Bidding thee leave thy wilfulness and seek

The wary walking of a counselled mind.

Give heed! to err through anger shames the wise.


All, all I knew, whate'er his tongue

In idle arrogance hath flung.

'Tis the world's way, the common lot--

Foe tortures foe and pities not.

Therefore I challenge him to dash

His bolt on me, his zigzag flash

Of piercing, rending flame!

Now be the welkin stirred amain

With thunder-peal and hurricane,

And let the wild winds now displace

From its firm poise and rooted base

The stubborn earthly frame!

The raging sea with stormy surge

Rise up and ravin and submerge

Each high star-trodden way!

Me let him lift and dash to gloom

Of nether hell, in whirls of doom!

Yet--do he what extremes he may--

He cannot crush my life away!


Such are the counsels, such the strain,

Heard from wild lips and frenzied brain!

In word or thought, how fails his fate

Of madness wild and desperate?

(To the CHORUS)

But ye, who stand compassionate

Here at his side, depart in haste!

Lest of his penalty ye taste,

And shattered brain and reason feel

The roaring, ruthless thunder-peal!


Out on thee! if thy heart be fain

I should obey thee, change thy strain!

Vile is thine hinted cowardice,

And loathed of me thy base advice,

Weakly to shrink from pain!

Nay, at his side, whate'er befall,

I will abide, endure it all!

Among all things abhorr'd, accurst,

I hold betrayers for the worst!


Nay, ye are warned! remember well--

Nor cry, when meshed in nets of hell,

Ah cruel fate, ah Zeus unkind--

Thus, by a sentence undivined,

To dash us to the realms below!

It is no sudden, secret blow--

Nay, ye achieve your proper woe--

Warn'd and foreknowing shall ye go,

Through your own folly trapped and ta'en,

Into the net the Fates ordain--

The vast, illimitable pain!

[Thunder and lightning.


Hark! for no more in empty word,

But in sheer sooth, the world is stirred!

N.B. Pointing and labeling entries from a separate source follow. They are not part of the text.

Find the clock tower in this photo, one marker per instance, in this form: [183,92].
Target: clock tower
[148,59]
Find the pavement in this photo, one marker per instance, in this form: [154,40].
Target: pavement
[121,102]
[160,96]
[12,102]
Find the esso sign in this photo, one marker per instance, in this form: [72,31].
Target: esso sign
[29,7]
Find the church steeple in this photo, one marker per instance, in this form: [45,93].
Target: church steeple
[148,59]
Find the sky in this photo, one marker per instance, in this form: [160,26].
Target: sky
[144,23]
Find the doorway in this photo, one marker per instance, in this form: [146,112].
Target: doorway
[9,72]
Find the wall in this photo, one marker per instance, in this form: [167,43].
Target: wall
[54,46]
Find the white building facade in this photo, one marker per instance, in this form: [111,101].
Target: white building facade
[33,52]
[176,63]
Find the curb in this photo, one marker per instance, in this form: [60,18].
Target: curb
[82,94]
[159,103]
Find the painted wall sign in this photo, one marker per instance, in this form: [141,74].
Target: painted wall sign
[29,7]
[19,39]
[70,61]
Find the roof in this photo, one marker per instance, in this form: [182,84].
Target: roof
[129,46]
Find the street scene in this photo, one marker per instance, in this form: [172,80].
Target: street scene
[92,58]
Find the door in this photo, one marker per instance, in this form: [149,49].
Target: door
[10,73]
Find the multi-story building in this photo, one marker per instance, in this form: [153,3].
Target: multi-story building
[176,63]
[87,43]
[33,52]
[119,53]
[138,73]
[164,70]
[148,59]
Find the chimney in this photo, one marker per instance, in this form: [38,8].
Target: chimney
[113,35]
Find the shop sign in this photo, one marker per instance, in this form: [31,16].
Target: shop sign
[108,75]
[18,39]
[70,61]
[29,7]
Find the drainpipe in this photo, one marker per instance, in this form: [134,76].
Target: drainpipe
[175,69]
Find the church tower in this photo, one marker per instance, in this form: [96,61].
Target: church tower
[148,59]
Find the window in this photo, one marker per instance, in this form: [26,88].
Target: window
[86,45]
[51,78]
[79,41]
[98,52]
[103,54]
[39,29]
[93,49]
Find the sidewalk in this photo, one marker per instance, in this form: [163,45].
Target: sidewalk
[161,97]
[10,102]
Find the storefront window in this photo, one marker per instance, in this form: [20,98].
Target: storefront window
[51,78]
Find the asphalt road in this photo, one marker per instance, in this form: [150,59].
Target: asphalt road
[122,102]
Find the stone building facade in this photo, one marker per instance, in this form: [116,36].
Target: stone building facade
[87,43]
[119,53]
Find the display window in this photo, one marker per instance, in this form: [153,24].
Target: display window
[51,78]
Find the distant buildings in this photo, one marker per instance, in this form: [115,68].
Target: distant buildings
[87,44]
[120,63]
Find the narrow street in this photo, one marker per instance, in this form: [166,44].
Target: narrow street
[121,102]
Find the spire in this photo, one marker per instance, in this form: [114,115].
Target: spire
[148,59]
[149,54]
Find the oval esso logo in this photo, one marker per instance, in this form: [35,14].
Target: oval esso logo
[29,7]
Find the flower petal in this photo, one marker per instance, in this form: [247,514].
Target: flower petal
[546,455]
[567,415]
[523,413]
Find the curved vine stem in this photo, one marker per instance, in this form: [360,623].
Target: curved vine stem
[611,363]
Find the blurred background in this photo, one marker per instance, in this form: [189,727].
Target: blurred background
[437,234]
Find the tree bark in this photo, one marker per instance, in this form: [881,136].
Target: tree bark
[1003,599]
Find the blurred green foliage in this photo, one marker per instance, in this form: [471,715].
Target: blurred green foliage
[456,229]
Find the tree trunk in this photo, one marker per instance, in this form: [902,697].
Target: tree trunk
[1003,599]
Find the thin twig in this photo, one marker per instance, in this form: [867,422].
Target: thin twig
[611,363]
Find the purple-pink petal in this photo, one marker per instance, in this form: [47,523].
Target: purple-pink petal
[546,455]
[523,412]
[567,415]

The massy earth doth heave and sway,

And thro' their dark and secret way

The cavern'd thunders boom!

See, how they gleam athwart the sky,

The lightnings, through the gloom!

And whirlwinds roll the dust on high,

And right and left the storm-clouds leap

To battle in the skyey deep,

In wildest uproar unconfined,

An universe of warring wind!

And falling sky and heaving sea

Are blent in one! on me, on me,

Nearer and ever yet more near,

Flaunting its pageantry of fear,

Drives down in might its destined road

The tempest of the wrath of God!

O holy Earth, O mother mine!

O Sky, that biddest speed along

Thy vault the common Light divine,--

Be witness of my wrong!

[The rocks are rent with fire and earthquake,

and fall, burying PROMETHEUS in the ruins.